Adolescence : le regard juste d’Hilding Sandgren

12 juillet 2017 0 commentaire
  • La dessinatrice suédoise donne une suite à "Ce qui se passe dans la forêt", publié à l'automne 2016 par les Editions çà & là. Dans "L'unE pour l'autrE", Hilding Sandgren reprend ses trois héroïnes, cette fois de deux ans plus âgées. Leurs problèmes se font plus rudes, mais leurs liens sont encore plus forts. Une description juste de l'adolescence, éloignée des caricatures, dans un style aussi brut que peut l'être cette période de la vie.
Adolescence : le regard juste d'Hilding Sandgren
Ce qui se passe dans la forêt © Hilding Sandgren / Editions çà & là 2016

La dessinatrice Hilding Sandgren est originaire du Småland, une province du Sud de la Suède.

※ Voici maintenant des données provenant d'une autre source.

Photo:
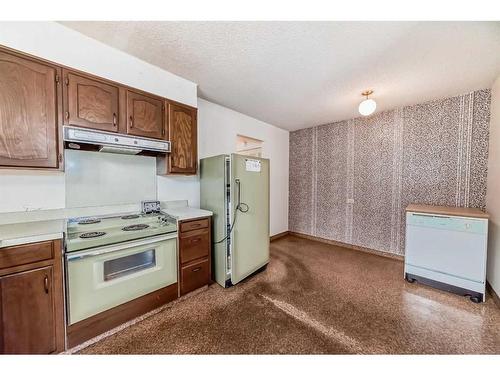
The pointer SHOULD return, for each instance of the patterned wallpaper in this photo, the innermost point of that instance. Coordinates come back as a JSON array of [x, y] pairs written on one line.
[[350, 181]]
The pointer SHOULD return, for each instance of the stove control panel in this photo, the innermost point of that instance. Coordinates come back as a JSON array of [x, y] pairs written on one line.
[[149, 207]]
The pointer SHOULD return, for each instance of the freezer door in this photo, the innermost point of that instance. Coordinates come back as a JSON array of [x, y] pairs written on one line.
[[213, 198], [250, 237]]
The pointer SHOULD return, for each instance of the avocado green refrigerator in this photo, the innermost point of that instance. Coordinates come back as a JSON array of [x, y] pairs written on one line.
[[236, 189]]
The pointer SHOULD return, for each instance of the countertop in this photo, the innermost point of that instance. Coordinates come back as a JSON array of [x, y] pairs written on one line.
[[181, 211], [35, 231], [50, 224], [445, 210]]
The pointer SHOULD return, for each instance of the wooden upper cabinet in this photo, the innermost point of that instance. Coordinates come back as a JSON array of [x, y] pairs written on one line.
[[145, 115], [28, 112], [182, 133], [27, 316], [90, 103]]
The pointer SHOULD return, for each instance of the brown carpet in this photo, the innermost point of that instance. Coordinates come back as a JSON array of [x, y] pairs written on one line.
[[316, 298]]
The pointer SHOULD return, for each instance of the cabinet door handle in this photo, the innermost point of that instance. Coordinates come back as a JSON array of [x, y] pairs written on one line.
[[46, 284]]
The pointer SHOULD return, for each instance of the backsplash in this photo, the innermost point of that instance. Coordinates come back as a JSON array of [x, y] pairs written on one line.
[[103, 179], [351, 181]]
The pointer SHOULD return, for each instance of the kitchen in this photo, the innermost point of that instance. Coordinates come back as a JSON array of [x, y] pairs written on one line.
[[140, 216], [104, 124]]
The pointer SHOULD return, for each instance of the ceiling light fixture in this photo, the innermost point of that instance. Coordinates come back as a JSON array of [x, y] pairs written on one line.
[[367, 106]]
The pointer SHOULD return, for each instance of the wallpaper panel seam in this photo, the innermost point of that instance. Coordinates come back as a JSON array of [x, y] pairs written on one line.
[[437, 158]]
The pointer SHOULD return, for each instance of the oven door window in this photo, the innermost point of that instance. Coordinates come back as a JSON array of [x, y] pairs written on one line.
[[119, 267]]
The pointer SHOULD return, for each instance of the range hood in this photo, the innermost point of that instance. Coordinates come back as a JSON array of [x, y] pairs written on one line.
[[75, 138]]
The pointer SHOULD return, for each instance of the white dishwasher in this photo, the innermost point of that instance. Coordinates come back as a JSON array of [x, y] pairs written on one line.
[[446, 248]]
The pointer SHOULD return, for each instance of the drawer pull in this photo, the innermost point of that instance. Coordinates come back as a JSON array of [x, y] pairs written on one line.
[[46, 284]]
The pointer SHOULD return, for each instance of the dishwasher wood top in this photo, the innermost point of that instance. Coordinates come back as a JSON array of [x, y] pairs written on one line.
[[445, 210]]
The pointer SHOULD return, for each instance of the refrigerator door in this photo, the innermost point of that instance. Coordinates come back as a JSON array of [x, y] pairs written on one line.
[[250, 237], [213, 184]]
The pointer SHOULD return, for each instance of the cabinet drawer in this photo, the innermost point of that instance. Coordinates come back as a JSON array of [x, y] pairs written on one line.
[[25, 254], [195, 224], [194, 276], [194, 246]]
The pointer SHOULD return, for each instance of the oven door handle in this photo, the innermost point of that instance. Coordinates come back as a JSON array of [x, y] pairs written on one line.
[[118, 247]]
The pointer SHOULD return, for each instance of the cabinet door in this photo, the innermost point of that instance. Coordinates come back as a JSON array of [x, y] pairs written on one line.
[[182, 132], [90, 103], [144, 115], [28, 112], [27, 312]]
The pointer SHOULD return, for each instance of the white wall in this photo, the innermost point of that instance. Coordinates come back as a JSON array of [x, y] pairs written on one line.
[[218, 128], [493, 190], [33, 190]]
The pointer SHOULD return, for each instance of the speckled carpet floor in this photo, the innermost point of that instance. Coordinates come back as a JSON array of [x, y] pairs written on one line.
[[316, 298]]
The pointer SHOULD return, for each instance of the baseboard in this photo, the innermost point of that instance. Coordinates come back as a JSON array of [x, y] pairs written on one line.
[[279, 235], [493, 294], [349, 246]]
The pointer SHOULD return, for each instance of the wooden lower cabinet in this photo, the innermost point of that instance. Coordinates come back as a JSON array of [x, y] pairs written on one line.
[[31, 301], [195, 253]]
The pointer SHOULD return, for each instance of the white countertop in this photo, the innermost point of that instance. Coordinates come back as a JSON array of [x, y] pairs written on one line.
[[35, 231], [48, 225], [181, 211]]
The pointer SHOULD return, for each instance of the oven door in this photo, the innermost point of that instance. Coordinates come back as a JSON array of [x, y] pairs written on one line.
[[102, 278]]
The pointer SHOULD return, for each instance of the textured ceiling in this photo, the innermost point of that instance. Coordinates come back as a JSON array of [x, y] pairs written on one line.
[[300, 74]]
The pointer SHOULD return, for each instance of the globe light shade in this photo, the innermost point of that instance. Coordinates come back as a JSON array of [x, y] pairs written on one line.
[[367, 107]]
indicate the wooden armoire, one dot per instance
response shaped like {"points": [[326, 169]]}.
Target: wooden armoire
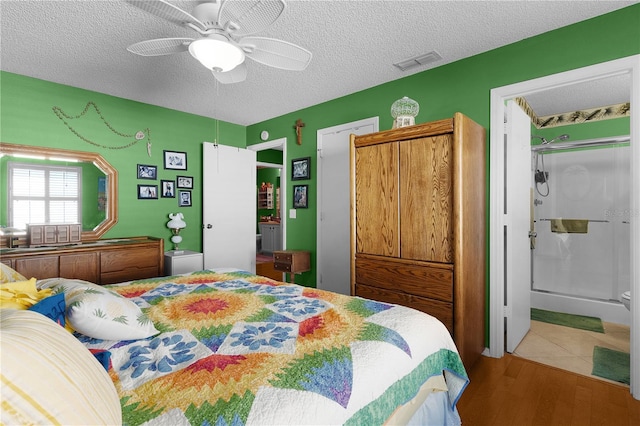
{"points": [[418, 206]]}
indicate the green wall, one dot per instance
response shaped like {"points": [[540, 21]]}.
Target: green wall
{"points": [[27, 117], [462, 86]]}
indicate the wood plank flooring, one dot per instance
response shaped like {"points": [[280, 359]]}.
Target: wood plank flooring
{"points": [[513, 391]]}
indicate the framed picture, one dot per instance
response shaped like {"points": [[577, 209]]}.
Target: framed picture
{"points": [[146, 171], [185, 182], [147, 192], [184, 199], [301, 168], [175, 160], [168, 189], [300, 196]]}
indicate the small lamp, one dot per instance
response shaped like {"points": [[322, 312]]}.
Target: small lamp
{"points": [[404, 112], [176, 224]]}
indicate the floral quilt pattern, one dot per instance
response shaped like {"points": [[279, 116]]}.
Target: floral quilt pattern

Cette région semble, à la lecture de ses deux premières bandes dessinées, plutôt morne et sans attrait. C’est peut-être une des raisons du malaise vécu par une partie des adolescents qui y vivent. Mais là n’est pas le souci de l’autrice, qui cherche moins, avec Ce qui se passe dans la forêt et L’unE pour l’autrE, à expliquer qu’à décrire.

Dans Ce qui se passe dans la forêt (Prix Urhunden du meilleur album suédois en 2015), nous faisions connaissance avec Aïda, Tess et Marlène, alors âgées de quatorze ans. Nous les suivions dans la découverte de nouvelles règles, différentes de celles de l’enfance sans être encore celles des adultes. Joies et misères les conduisaient à s’endurcir et une belle solidarité naissait entre les trois jeunes filles. Le dessin au crayon d’Hilding Sangren [1] transcrivait déjà fort bien le flou de l’adolescence.

L’unE pour l’autrE © Hilding Sandgren / Editions çà & là 2017
L’unE pour l’autrE © Hilding Sandgren / Editions çà & là 2017

Nous retrouvons ses trois héroïnes dans L’unE pour l’autrE, édité également par les Editions çà & là. Environ deux ans ont passé depuis la fin de Ce qui se passe dans la forêt. Aïda, Tess et Marlène sont dorénavant de plain-pied dans l’adolescence. Elles commencent à sentir le poids des responsabilités et à ressentir la violence sourde inhérente à toutes les sociétés occidentales post-industrielles. Leurs émotions deviennent aussi plus intenses et les choix plus lourds de conséquences.

L’unE pour l’autrE s’arrête sur quelques journées, apparemment anodines, mais lors desquelles s’accumulent divers événements, du moins perceptible au plus dramatique. Ces journées vont provoquer chez les trois jeunes filles de nombreuses réflexions. Elles ont surtout à choisir entre la résignation et le combat, l’oubli et le risque, la honte et l’amour-propre. Ces journées les verront se rapprocher encore, dans une confusion des sentiments qui n’empêchera finalement pas le passage à l’âge adulte, tant moral que symbolique.

L’unE pour l’autrE © Hilding Sandgren / Editions çà & là 2017

Hilding Sandgren brille dans la description de ces vies adolescentes. Sans exagération ni effets de manche, souvent allusive et elliptique, elle montre aussi bien les troubles intérieurs, les doutes et les failles que la dureté des relations sociales et ce qui s’approche d’une "guerre des sexes". Aïda, Tess et Marlène doivent faire face aussi bien aux difficultés familiales - parents défaillants voire absents, béance culturelle - qu’à l’âpreté des rapports sociaux. Comme la plupart d’entre nous, les jeunes suédoises hésitent, réagissent à retardement ou à contre-courant, se débattent. Elles osent parfois, se lancent, regrettent mais persistent. Elles vivent, tant bien que mal, et se construisent.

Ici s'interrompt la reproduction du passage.